En ce qui concerne le projet d’ordre du jour de la présente série de réunions des assemblées, il existe un certain nombre de questions institutionnelles qui restent en suspens au sujet de la composition du Comité de coordination et du Comité du programme et budget, ainsi que des bureaux extérieurs. Il y a également des questions de fond, touchant en particulier la convocation éventuelle d’une conférence diplomatique sur le projet de traité sur le droit des dessins et modèles et la marche à suivre en vue d’une éventuelle conférence diplomatique sur la radiodiffusion.
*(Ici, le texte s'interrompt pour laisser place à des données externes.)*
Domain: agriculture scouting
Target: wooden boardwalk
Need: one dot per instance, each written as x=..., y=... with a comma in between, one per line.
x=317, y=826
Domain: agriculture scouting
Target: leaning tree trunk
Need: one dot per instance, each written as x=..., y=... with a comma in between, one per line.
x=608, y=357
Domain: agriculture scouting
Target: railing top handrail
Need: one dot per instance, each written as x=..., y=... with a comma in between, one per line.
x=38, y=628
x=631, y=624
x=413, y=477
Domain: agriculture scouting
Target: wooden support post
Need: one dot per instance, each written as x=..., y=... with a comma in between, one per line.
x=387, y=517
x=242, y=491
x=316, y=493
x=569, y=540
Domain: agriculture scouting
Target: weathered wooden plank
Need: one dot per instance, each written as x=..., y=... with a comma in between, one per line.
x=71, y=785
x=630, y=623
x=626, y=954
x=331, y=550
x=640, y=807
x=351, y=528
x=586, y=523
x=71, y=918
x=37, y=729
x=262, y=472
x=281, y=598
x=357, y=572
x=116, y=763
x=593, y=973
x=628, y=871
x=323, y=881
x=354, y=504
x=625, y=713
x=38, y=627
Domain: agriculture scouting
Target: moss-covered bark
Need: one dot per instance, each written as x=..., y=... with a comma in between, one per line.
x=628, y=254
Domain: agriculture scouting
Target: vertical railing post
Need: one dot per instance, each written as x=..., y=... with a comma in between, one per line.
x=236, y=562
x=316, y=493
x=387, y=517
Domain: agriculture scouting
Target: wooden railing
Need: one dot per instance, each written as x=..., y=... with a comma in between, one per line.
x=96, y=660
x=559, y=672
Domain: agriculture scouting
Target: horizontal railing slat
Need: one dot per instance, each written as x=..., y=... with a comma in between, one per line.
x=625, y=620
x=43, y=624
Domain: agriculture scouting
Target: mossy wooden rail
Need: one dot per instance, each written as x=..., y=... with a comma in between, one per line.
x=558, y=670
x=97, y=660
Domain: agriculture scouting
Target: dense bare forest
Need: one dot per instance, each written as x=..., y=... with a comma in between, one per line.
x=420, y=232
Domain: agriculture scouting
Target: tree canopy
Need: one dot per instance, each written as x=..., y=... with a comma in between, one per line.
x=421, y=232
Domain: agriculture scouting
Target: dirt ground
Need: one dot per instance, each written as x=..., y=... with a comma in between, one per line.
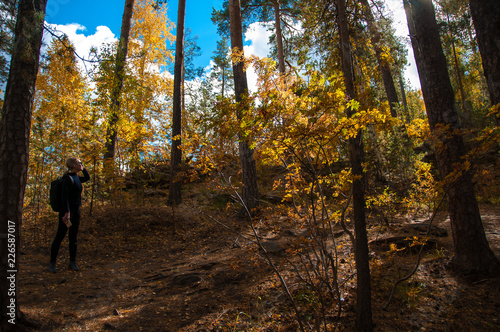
x=150, y=268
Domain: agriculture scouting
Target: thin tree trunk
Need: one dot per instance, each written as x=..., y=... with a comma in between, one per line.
x=486, y=17
x=363, y=298
x=175, y=196
x=250, y=190
x=472, y=252
x=465, y=108
x=121, y=54
x=279, y=36
x=15, y=127
x=403, y=98
x=390, y=88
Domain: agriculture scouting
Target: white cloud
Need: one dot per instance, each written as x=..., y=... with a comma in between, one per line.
x=82, y=43
x=258, y=35
x=401, y=29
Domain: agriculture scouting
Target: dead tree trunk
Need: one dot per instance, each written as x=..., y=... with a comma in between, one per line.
x=15, y=126
x=363, y=298
x=472, y=252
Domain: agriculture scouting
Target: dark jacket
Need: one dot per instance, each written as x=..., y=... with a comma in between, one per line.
x=72, y=190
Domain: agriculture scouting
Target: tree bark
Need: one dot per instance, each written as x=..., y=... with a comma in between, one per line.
x=250, y=190
x=175, y=196
x=121, y=54
x=472, y=252
x=363, y=297
x=385, y=70
x=486, y=18
x=15, y=127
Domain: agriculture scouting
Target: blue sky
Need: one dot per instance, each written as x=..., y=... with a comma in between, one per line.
x=92, y=22
x=93, y=13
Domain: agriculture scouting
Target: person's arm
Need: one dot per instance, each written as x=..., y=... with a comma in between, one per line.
x=85, y=177
x=66, y=187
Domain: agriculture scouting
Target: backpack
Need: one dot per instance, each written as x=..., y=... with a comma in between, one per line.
x=56, y=193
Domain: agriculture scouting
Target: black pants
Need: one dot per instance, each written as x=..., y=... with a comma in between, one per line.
x=61, y=232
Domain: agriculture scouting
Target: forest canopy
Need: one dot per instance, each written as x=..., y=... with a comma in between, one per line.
x=329, y=136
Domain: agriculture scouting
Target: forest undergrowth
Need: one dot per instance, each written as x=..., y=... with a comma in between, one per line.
x=201, y=266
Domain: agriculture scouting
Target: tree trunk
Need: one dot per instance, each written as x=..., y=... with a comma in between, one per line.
x=363, y=298
x=486, y=17
x=279, y=36
x=250, y=190
x=121, y=54
x=175, y=196
x=14, y=151
x=472, y=252
x=390, y=88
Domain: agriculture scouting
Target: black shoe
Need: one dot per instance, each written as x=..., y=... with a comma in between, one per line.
x=72, y=266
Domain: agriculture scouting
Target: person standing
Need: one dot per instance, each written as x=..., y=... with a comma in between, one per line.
x=69, y=216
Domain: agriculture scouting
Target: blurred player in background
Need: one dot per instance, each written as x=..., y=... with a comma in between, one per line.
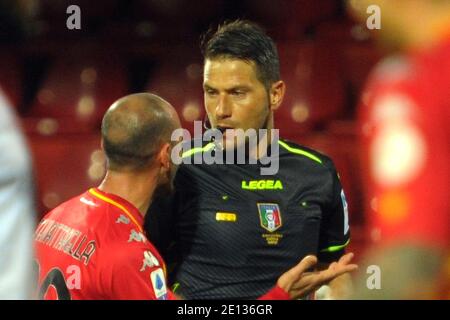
x=93, y=246
x=17, y=212
x=405, y=122
x=226, y=245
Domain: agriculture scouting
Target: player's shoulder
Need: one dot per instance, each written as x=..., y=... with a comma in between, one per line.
x=305, y=154
x=68, y=208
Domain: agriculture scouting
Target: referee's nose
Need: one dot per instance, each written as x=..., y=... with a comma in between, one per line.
x=223, y=108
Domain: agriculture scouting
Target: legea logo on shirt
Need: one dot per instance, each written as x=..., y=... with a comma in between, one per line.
x=159, y=284
x=262, y=185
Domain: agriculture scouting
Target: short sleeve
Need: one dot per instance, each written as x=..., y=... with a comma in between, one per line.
x=334, y=229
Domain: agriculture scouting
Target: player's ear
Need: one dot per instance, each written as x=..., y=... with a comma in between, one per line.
x=276, y=94
x=164, y=156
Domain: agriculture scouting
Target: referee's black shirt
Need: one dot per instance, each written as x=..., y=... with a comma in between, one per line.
x=236, y=231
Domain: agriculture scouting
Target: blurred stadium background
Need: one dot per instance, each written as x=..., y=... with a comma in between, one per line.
x=61, y=81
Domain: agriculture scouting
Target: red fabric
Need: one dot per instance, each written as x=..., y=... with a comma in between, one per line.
x=115, y=269
x=415, y=208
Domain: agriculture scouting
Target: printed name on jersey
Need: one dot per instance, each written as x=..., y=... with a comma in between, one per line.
x=262, y=185
x=159, y=284
x=149, y=261
x=65, y=239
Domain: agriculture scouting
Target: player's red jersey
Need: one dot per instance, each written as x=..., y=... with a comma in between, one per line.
x=93, y=247
x=405, y=122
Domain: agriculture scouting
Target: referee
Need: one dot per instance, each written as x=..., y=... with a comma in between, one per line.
x=231, y=229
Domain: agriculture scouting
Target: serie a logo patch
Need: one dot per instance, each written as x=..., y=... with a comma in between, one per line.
x=269, y=216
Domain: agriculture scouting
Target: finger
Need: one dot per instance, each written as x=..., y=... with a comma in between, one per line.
x=296, y=272
x=346, y=259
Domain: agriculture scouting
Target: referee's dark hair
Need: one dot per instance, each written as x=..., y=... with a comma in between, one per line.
x=133, y=130
x=244, y=40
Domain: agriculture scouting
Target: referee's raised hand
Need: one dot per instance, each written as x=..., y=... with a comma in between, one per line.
x=299, y=282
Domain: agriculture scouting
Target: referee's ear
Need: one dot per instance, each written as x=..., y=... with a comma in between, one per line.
x=163, y=157
x=276, y=94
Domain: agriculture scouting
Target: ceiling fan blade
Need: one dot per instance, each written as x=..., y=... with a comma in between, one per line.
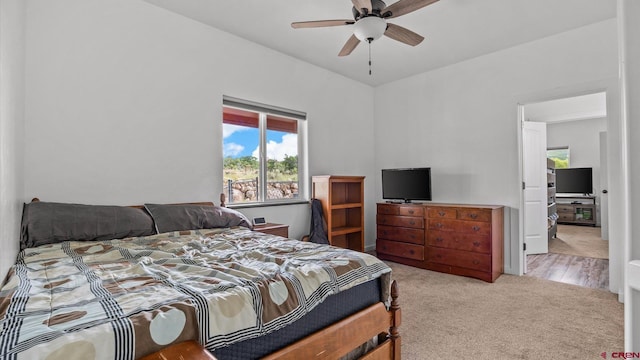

Ce serait à la fois un résultat formidable et un signal positif pour le multilatéralisme si les États membres étaient en mesure de conclure les assemblées après avoir réglé au moins une, voire plusieurs, de ces questions en suspens.
Avant de conclure, je souhaiterais rendre hommage au merveilleux personnel de cette Organisation. L’OMPI compte un très grand nombre de professionnels qualifiés, talentueux et dévoués qui veillent à faire en sorte que l’Organisation produise des résultats et serve les intérêts de ses États membres. Les résultats positifs enregistrés au cours des 12 derniers mois leur doivent beaucoup. La mise en valeur de notre le capital humain, la capacité de retenir les talents et le renforcement de la diversité géographique et de la parité hommes-femmes sont des objectifs fondamentaux pour la direction. À cet égard, j’aimerais aussi réaffirmer notre engagement fondamental à l’égard de l’élimination de toutes les formes d’exploitation et de sévices sexuels et aux initiatives du Secrétaire général et de tant d’autres pour y mettre fin. Notre soutien en faveur d’un environnement de travail empreint de respect est sans réserve.
Je souhaite à toutes les délégations des assemblées très fructueuses qui déboucheront, je l’espère, sur des résultats positifs pour l’Organisation.